Baker drives them down moonlit, oak-towered streets. They drive in peaceful silence, carrying the emotions from the party in their stomachs and their lungs. Hannah looks through the windshield and begs the sky that her life will always be like this—large and loud and brimming with youth, but always followed by the quiet drive home and the promise of ending the night with her favorite person in the world.

The house is dark and silent when they walk inside, but Hannah’s mom has left the kitchen light on for them. Hannah pulls the cooking pot out from under the stove while Baker pulls out bowls and silverware, and then Baker hops up on the counter, tapping her bare heels against the yellow kitchen cabinets, while Hannah stands at the stove and turns the heat up so the water will boil.

“How do you think they choose the shapes?” Baker asks.

“What?”

Baker holds up the macaroni and cheese box. Scooby Doo smiles in all his dopey cartoon glory, and Baker points at him and repeats her question.

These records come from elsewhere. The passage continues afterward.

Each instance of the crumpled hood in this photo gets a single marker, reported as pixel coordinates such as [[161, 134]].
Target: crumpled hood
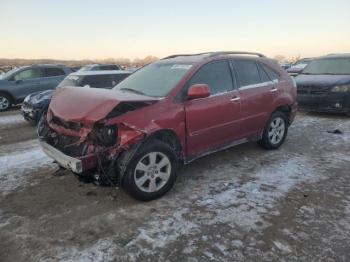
[[322, 80], [89, 105]]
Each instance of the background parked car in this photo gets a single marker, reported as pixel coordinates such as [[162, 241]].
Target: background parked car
[[95, 67], [36, 104], [299, 66], [16, 84], [324, 85]]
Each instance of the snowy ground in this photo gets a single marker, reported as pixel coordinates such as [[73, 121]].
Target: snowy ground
[[243, 204]]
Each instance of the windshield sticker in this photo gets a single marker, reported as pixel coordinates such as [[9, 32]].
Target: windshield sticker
[[184, 67]]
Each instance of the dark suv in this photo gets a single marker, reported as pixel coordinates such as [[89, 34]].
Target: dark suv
[[169, 112], [34, 105], [16, 84], [324, 85]]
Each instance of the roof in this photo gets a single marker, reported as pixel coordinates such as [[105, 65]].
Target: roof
[[340, 55], [100, 72], [194, 58]]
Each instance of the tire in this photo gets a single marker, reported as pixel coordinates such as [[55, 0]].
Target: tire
[[5, 102], [275, 131], [151, 172]]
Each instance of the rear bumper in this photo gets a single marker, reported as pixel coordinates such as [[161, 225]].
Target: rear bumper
[[71, 163], [329, 102]]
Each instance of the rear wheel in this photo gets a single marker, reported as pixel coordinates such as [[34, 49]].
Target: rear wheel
[[151, 172], [275, 131], [5, 102]]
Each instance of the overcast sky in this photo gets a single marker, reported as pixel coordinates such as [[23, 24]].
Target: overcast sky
[[77, 29]]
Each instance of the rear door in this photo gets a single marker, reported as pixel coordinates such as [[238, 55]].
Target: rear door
[[213, 121], [257, 93]]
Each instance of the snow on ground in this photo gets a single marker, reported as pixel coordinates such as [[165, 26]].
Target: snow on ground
[[227, 198], [17, 167], [10, 120]]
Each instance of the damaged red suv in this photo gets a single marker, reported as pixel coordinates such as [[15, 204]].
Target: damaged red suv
[[167, 113]]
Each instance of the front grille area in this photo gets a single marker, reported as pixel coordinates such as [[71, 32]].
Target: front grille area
[[66, 124], [313, 90]]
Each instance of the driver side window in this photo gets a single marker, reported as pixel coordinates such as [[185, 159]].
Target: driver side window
[[216, 75], [28, 74]]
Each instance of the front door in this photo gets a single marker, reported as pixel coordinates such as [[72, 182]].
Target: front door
[[213, 121], [257, 93]]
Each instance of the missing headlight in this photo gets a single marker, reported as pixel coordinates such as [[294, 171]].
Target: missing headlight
[[106, 135]]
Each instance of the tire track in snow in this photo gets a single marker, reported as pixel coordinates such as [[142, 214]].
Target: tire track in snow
[[19, 167]]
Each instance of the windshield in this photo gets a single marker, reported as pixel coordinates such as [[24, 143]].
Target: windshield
[[9, 73], [70, 80], [328, 66], [155, 80]]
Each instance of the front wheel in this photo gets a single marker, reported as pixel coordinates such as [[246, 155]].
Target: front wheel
[[275, 131], [151, 172], [5, 102]]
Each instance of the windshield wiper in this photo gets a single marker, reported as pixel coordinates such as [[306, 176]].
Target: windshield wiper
[[132, 90]]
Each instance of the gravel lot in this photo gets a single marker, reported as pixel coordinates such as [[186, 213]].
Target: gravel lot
[[242, 204]]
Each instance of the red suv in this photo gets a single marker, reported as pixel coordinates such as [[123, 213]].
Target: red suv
[[169, 112]]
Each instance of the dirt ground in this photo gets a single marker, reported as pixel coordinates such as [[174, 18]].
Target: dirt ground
[[242, 204]]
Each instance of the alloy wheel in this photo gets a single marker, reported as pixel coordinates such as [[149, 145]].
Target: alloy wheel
[[152, 172], [276, 131], [4, 103]]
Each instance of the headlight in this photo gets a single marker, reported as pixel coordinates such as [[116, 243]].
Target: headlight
[[27, 98], [341, 89]]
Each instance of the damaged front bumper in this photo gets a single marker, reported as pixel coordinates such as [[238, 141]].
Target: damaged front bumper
[[77, 165], [71, 163]]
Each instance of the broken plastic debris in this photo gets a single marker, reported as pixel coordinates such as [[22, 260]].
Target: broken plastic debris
[[335, 131]]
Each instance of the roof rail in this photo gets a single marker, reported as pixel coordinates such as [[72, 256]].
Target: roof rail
[[173, 56], [235, 53], [211, 54]]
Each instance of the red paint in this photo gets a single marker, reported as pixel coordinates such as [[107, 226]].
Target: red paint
[[200, 124]]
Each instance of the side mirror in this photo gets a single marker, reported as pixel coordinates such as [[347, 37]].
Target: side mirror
[[198, 91]]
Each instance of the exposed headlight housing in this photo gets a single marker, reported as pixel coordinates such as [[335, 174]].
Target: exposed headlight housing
[[341, 89], [26, 99], [106, 135]]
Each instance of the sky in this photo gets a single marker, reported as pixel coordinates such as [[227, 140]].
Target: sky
[[90, 29]]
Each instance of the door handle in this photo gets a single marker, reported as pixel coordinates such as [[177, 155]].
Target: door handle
[[235, 99]]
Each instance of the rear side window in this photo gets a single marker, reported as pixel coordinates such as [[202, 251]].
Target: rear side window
[[28, 74], [118, 78], [248, 73], [51, 71], [109, 67], [216, 75], [271, 73], [98, 81]]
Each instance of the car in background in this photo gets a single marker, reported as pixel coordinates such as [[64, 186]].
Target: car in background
[[34, 105], [285, 65], [299, 66], [16, 84], [95, 67], [324, 85], [169, 112]]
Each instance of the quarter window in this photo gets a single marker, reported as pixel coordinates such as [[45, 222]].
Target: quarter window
[[263, 75], [28, 74], [271, 73], [216, 75], [247, 71]]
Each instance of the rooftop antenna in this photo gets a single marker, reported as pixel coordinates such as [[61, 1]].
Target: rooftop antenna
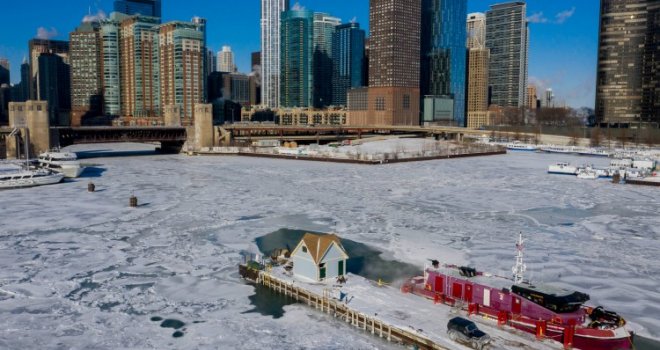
[[519, 268]]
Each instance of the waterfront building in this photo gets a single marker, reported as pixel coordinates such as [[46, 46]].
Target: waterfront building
[[85, 58], [392, 97], [271, 11], [508, 41], [477, 80], [443, 57], [324, 27], [37, 47], [296, 78], [182, 71], [226, 60], [148, 8], [348, 61], [628, 76], [139, 67]]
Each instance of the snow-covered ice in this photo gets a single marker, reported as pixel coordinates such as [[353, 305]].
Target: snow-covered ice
[[82, 270]]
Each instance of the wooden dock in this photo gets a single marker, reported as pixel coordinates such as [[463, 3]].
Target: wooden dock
[[326, 304]]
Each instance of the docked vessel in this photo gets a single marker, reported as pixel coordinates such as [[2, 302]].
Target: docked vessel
[[562, 169], [61, 162], [544, 310], [29, 178]]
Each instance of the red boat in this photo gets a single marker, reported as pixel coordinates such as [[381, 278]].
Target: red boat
[[546, 311]]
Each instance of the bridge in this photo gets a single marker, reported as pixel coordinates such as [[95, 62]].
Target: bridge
[[170, 138]]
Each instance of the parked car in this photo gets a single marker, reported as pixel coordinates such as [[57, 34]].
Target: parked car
[[465, 331]]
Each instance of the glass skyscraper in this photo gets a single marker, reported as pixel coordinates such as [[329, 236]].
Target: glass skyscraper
[[348, 61], [297, 41], [444, 55]]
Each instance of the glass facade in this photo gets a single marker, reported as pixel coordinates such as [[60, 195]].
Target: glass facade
[[296, 77], [444, 54], [348, 61]]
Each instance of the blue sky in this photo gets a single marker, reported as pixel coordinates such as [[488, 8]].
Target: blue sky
[[563, 43]]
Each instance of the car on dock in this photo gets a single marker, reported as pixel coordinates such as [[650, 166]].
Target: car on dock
[[465, 331]]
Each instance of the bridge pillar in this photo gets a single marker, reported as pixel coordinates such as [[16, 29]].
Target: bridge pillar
[[172, 115], [203, 126]]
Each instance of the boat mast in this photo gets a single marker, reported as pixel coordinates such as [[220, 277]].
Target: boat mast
[[519, 268]]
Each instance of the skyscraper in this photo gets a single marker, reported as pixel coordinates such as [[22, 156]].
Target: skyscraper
[[348, 59], [296, 78], [271, 11], [628, 76], [394, 54], [139, 67], [150, 8], [508, 41], [85, 58], [226, 60], [181, 58], [324, 27], [477, 81], [443, 57]]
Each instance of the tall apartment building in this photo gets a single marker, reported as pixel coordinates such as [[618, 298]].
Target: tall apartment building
[[226, 60], [628, 76], [477, 81], [348, 61], [86, 62], [324, 27], [182, 71], [271, 11], [139, 67], [508, 41], [37, 47], [394, 66], [148, 8], [443, 59], [296, 77]]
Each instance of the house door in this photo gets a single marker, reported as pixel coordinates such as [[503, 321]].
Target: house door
[[516, 307]]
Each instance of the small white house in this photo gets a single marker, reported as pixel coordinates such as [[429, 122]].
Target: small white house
[[318, 257]]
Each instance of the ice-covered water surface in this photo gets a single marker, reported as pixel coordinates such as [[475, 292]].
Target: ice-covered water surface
[[83, 270]]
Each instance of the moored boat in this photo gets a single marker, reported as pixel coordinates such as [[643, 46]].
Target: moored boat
[[544, 310]]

“Maybe there’s a secret society,” Hannah says with mock seriousness, “of people whose sole job is to choose the shapes for kids’ macaroni.”

“You think so?”

“Oh, yeah. They spend their nights agonizing about whether Dora the Explorer or Superman would make a better macaroni noodle. And if they make the right choice, they get an award trophy that says, ‘Congrats, You Really Used Your Noodle!’”

“But who gives the award trophy?” Baker asks with equal mock seriousness. “Who gets to decide whether they chose the right noodle or not?”